10.3390/met11040581 ◽

2021 ◽

Vol 11 (4) ◽

pp. 581

Author(s):

Abdulhakim A. Almajid

Keyword(s):

Activation Energy ◽

Aluminum Alloy ◽

High Temperature ◽

Threshold Stress ◽

Activation Energies ◽

Temperature Deformation ◽

High Temperature Range ◽

Temperature Range ◽

True Activation Energy ◽

Two Temperatures

This study is focused on the deformation mechanism and behavior of naturally aged 7010 aluminum alloy at elevated temperatures. The specimens were naturally aged for 60 days to reach a saturated hardness state. High-temperature tensile tests for the naturally aged sample were conducted at different temperatures of 573, 623, 673, and 723 K at various strain rates ranging from 5 × 10−5 to 10−2 s−1. The dependency of stress on the strain rate showed a stress exponent, n, of ~6.5 for the low two temperatures and ~4.5 for the high two temperatures. The apparent activation energies of 290 and 165 kJ/mol are observed at the low, and high-temperature range, respectively. These values of activation energies are greater than those of solute/solvent self-diffusion. The stress exponents, n, and activation energy observed are rather high and this indicates the presence of threshold stress. This behavior occurred as a result of the dislocation interaction with the second phase particles that are existed in the alloy at the testing temperatures. The threshold stress decreases in an exponential manner as temperature increases.

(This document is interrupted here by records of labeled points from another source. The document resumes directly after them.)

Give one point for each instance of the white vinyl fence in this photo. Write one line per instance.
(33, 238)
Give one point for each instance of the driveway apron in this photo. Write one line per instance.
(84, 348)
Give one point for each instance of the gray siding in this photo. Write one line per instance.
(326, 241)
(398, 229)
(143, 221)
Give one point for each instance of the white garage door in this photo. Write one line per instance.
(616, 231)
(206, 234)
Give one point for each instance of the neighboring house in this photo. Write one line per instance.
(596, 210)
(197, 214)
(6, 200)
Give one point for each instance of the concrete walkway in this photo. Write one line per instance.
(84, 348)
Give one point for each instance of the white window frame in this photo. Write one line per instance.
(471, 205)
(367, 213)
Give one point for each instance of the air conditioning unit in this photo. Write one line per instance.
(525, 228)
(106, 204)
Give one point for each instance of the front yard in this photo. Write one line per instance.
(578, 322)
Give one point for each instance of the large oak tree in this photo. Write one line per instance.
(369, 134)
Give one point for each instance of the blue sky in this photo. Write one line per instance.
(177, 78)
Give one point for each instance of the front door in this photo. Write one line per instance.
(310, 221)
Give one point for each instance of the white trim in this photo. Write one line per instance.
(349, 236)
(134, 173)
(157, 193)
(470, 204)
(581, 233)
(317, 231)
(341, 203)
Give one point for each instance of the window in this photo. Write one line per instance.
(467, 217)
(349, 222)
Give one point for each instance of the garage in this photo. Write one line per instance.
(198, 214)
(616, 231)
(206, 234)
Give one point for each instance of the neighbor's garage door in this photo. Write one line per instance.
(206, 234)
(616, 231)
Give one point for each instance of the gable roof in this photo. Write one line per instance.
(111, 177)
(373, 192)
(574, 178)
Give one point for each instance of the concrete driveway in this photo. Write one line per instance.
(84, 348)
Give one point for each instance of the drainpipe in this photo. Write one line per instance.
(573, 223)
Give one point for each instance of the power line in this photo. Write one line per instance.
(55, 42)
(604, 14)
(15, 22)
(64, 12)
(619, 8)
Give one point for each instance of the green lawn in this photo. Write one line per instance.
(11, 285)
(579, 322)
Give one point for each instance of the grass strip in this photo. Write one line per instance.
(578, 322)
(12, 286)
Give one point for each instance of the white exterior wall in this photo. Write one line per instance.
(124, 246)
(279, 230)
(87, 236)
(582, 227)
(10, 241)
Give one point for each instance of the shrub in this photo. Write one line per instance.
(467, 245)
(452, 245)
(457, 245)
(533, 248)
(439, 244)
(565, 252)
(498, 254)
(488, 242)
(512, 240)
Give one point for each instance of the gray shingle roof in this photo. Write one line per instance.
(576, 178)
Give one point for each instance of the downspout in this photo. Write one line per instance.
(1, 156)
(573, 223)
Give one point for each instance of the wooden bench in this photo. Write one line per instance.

The true activation energy was computed by incorporating the threshold stress in the power-law relation between the stress and the strain. The magnitude of the true activation energy, Qt dropped to 234 and 102 kJ/mol at the low and high-temperature range, respectively. These values are close to that of diffusion of Zinc in Aluminum and diffusion of Magnesium in Aluminum, respectively. The Zener–Hollomon parameter for the alloy was developed as a function of effective stress. The data in each region (low and high-temperature region) coalescence in a segment line in each region.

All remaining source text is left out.